Na minha loja-carrinho bem que poderia ter outros itens do guarda-roupas mágico do meu pai: caixa de lápis e canetas, elásticos, moedas, chaves de fenda, alicates, chave inglesa, tesourinhas, lenços, latinhas de rapé, colas, fitas, ferro de soldar, barbante, borrachas, meias, talheres, caixas de bombom… Os sacos das balas ele ia despejando aos poucos no vidro que ficava sob a mesa da copa. Quando eram jujubas, só o enchia com as roxas, preferidas da neta Maíra. 

“- O que o menino tem? “

“- Nada, é que ele tava vendo um desenho.”

De repente, o cauteloso motorista cede lugar ao Fittipaldi avô que, sem parar nos quebra-molas, sacoleja pra casa a nora Rosilene, grávida, e o neto Martim, já sem chorar.

 Seu João fazia questão de agradar toda a família. Às vésperas da sua cirurgia de safena na Capital mineira, deu um pulinho no centro da cidade só pra trazer um buquê de flores (foto) para a amada Laene. Não sei como conseguiu pagar os dois colégios quando eu cismei de cursar, ao mesmo tempo, o segundo normal de manhã e o terceiro científico à noite.

Para ele, o estudo era precioso. Um dia, caseiro que era, retornou contente de BH: conseguira um “descontaço” na Aliança Francesa pra mim. Assim, meu pai ia me mostrando que o mais importante das conquistas era o querer animado: “Vá buscar!” Ou seja, carregar, já no querer, a animação de se empenhar no que se quer animadamente.

Se você não entendeu nada, exemplifico: meu pai conquistou o que queria (o desconto) porque o seu querer estava animado pelo gosto ao estudo, amor à filha e nesse caso, especialmente, pela sua paixão à França (duvido se uma bolsa na Cultura Inglesa o animasse a sair de casa, rs, rs): Piaf, a Marselhesa e, sobretudo, a cidade de Paris.
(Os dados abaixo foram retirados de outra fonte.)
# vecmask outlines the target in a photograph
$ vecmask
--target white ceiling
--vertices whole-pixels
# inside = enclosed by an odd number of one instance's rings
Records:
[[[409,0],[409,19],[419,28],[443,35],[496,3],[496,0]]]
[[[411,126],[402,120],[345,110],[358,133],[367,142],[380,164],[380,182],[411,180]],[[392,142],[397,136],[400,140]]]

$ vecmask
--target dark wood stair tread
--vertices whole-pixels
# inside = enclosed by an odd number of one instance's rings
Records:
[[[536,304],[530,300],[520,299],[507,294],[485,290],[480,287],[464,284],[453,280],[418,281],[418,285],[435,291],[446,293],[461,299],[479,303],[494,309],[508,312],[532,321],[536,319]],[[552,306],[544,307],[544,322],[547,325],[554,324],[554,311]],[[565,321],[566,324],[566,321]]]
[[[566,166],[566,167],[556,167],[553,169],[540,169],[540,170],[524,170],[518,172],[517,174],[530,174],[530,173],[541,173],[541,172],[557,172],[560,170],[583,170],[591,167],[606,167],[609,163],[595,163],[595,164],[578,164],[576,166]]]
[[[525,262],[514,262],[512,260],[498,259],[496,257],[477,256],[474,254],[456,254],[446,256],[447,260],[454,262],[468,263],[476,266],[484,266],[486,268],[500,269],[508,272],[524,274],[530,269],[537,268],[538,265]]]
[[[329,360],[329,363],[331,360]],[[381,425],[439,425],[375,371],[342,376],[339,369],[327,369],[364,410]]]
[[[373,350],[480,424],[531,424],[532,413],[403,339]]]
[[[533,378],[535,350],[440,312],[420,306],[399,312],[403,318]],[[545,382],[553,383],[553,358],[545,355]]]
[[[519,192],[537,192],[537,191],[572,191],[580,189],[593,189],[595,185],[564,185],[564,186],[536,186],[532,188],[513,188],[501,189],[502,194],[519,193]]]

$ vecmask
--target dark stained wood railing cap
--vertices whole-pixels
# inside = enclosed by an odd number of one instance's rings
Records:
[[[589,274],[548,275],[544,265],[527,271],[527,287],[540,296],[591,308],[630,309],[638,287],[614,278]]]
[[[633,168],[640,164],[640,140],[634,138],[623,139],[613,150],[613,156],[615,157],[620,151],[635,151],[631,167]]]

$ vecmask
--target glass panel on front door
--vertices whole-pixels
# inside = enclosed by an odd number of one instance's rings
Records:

Mas na hora da bola rolar, o botafoguense de Garrincha torcia contra a Seleção Francesa, se o adversário fosse o Brasil.

Brasil x Itália, final da Copa de 1970: o goleiro do Brasil embola com os beques e atacantes, a bola que sobra para um jogador da Itália vai entrando mansamente na rede brasileira. Tentando salvar o gol, seu João mete um pontapé rumo à TV e quebra a cadeira.

Meu pai consertava as coisas da casa que ele arquitetou. Amoroso, cuidou de mim enquanto, já aposentado, mimeografava, para as professoras, provas coloridas que eu ajudava a espalhar pela casa para secar. Paciência, cheiro de álcool e capricho.

1980 – Jogos Olímpicos de Moscou: meu pai vibra com a ginasta Nádia Comaneci e se encanta com a mascote Misha no telão. Encantado com a vida, mas pragmático. Dias antes de partir, no hospital, meu pai me aconselha: “Vá pegar a vaga de emprego.” Foi um jeito dele também de se despedir. Mais uma vez e como sempre, ele me ensinando ir à vida.